- Current law requires you to stop contributing to a health savings account once you sign up for Medicare.
- The Health Savings for Seniors Act would allow you to put money in those tax-advantaged accounts even after you sign up for the government insurance program.
- However, you would not be able to use any of the money to cover Medicare premiums and you'd pay a penalty if you were to use withdrawals for non-qualified medical expenses.
A new bill in Congress aims to give older Americans a tax break for setting aside money for medical expenses, a strategy many give up when they reach age 65.
There would be a trade-off, however.
Called the Health Savings for Seniors Act and introduced by Reps. Ami Bera, D-Calif., and Jason Smith, R-Mo., the bill would allow Medicare beneficiaries to contribute money to health savings accounts, or HSAs. Under current law, once a person signs up for Medicare — eligibility is at age 65 — they must stop putting money in those tax-advantaged accounts.
At the same time, though, the bill explicitly removes the ability to use HSA withdrawals to pay for Medicare premiums — something that's currently allowed. It also would eliminate penalty-free withdrawals for non-medical expenses in the 65-and-older crowd as now permitted, according to people familiar with the bill.
With a growing number of workers using HSAs, more people are likely to reach age 65 — the point at which you become eligible for Medicare — with an HSA in tow.
"Allowing seniors the choice to have a health savings account will help them pay for the out-of-pocket costs Medicare doesn't cover — like dental, vision and hearing expenses — and allows them to do so with pre-tax dollars," said Kevin McKechnie, executive director of the American Bankers Association's Health Savings Accounts Council, which supports the bill.
These accounts come with a triple tax benefit: Contributions are tax-deductible, earnings are tax-free and withdrawals also are untaxed as long as they are used to cover qualified medical expenses.
You can only contribute to an HSA if you have a so-called high-deductible health-care plan. Enrollment in such options in 2017 was somewhere between 21.4 million and 33.7 million policyholders and their dependents, according to the latest estimates from the Employee Benefits Research Institute. The number of HSAs stands at roughly 22.2 million.
Annual contributions to HSAs for 2019 are limited to $3,500 for someone with individual coverage and $7,000 for family coverage. People age 55 or older can put an extra $1,000 in per year.
While people who are still working can sign up for Medicare at age 65, many choose to continue using their employer's health plan if that remains an option. If that's a high-deductible plan paired with an HSA, they can only continue making contributions to the account if they delay signing up for Medicare altogether.

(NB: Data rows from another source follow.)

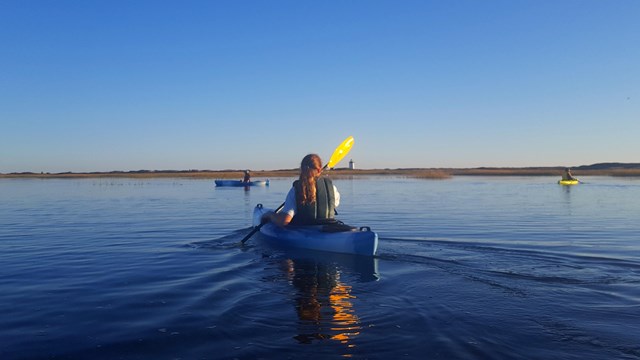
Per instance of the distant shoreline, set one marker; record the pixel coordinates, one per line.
(613, 169)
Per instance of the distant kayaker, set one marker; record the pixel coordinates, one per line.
(567, 175)
(311, 200)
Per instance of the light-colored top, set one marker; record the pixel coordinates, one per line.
(290, 205)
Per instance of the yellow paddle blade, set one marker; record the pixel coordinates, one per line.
(341, 151)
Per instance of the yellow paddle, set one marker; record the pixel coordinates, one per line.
(338, 154)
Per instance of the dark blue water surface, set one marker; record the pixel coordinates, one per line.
(467, 268)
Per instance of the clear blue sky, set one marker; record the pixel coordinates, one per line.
(127, 85)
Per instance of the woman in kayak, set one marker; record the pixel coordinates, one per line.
(311, 200)
(567, 175)
(247, 176)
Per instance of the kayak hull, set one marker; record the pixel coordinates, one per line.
(241, 183)
(361, 241)
(568, 182)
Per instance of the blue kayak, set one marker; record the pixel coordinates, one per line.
(241, 183)
(354, 241)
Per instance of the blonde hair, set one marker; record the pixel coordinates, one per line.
(310, 167)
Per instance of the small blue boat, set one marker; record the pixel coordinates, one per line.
(241, 183)
(356, 241)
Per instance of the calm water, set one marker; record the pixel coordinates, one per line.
(467, 268)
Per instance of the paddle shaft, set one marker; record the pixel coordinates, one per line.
(256, 228)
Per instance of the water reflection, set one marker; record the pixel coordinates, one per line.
(324, 300)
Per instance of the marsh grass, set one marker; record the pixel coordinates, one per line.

For 2019, a high-deductible health plan is one with a deductible of at least $1,350 for an individual and $2,700 for a family, with maximum annual out-of-pocket costs (not counting premiums) of no more than $6,750 and $13,500, respectively. That excludes out-of-network costs.

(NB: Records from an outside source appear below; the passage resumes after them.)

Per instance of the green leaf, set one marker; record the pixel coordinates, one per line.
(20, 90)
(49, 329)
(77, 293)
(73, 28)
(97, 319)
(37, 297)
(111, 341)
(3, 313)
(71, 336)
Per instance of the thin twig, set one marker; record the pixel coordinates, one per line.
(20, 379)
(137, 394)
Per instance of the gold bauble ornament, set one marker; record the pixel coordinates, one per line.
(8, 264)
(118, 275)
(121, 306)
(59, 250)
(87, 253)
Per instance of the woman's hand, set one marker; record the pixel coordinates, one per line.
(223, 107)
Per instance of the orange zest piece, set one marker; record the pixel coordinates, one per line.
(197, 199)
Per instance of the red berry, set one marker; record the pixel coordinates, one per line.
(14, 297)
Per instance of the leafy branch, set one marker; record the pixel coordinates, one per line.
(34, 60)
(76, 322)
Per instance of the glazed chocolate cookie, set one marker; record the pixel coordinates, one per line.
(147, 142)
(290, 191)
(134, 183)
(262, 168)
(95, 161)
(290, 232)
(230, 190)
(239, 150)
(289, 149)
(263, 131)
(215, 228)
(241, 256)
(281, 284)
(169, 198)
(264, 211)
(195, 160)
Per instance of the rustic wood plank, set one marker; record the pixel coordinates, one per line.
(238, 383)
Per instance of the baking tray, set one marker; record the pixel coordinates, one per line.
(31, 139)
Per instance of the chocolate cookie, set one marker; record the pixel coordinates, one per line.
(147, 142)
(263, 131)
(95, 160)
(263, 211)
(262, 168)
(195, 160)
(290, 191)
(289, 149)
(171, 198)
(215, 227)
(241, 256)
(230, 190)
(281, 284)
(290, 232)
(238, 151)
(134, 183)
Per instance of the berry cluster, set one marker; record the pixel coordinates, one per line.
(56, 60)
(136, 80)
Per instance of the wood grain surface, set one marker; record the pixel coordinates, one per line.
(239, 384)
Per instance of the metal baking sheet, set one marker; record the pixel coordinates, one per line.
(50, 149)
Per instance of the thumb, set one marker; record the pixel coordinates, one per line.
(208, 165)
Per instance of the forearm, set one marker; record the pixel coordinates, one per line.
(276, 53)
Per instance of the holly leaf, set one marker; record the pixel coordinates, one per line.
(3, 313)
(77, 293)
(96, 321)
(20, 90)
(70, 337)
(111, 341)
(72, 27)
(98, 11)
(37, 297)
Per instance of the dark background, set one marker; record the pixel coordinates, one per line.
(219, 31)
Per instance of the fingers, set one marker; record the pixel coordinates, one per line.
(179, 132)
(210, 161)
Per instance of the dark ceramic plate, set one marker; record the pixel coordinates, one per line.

In comparison, basic Medicare comes with a $1,364 deductible for Part A (hospital coverage) per benefit period and a $185 deductible for Part B, which covers outpatient care and medical equipment. And, there are no out-of-pocket maximums for either.
For many older Americans, health-care costs can be a pricey line item in their budget. A 65-year-old male-female couple retiring today will pay an estimated $285,000 in medical costs over the rest of their lives, according to Fidelity Investments. That amount excludes expenses associated with long-term care (daily help with basic living).
Roughly 52.2 million Americans age 65 or older are on Medicare. Another 8 million or so beneficiaries are younger people with disabilities.
While the ranks of people with an HSA are growing, just 18% of all adults with employer health-care coverage report being in a high-deductible plan that's paired with an HSA, according to a recent Kaiser Family Foundation survey.
Roughly half (47%) say they contributed less than $1,000 to their account in the past 12 months and 11% put in more than $5,000. Among households with incomes under $75,000 that have an HSA, 72% say they contributed less than $1,000 in the last year and 3% put in at least $5,000.
Additionally, 68% say they use their account to pay for current medical bills, while 32% say it's a way to save money for the future, the Kaiser survey shows.
Meanwhile, this isn't the first congressional effort to change the rules for HSAs and Medicare. In the last Congress, a bill was introduced that would have allowed people with an existing HSA to continue contributing once on Medicare. The current bill would do the same, along with allowing Medicare beneficiaries to open an HSA if they don't already have one.
"This would expand coverage choices and provide greater affordability to our nation's seniors," said McKechnie of the bankers association.
It's uncertain whether the new bill will gain any traction in the House.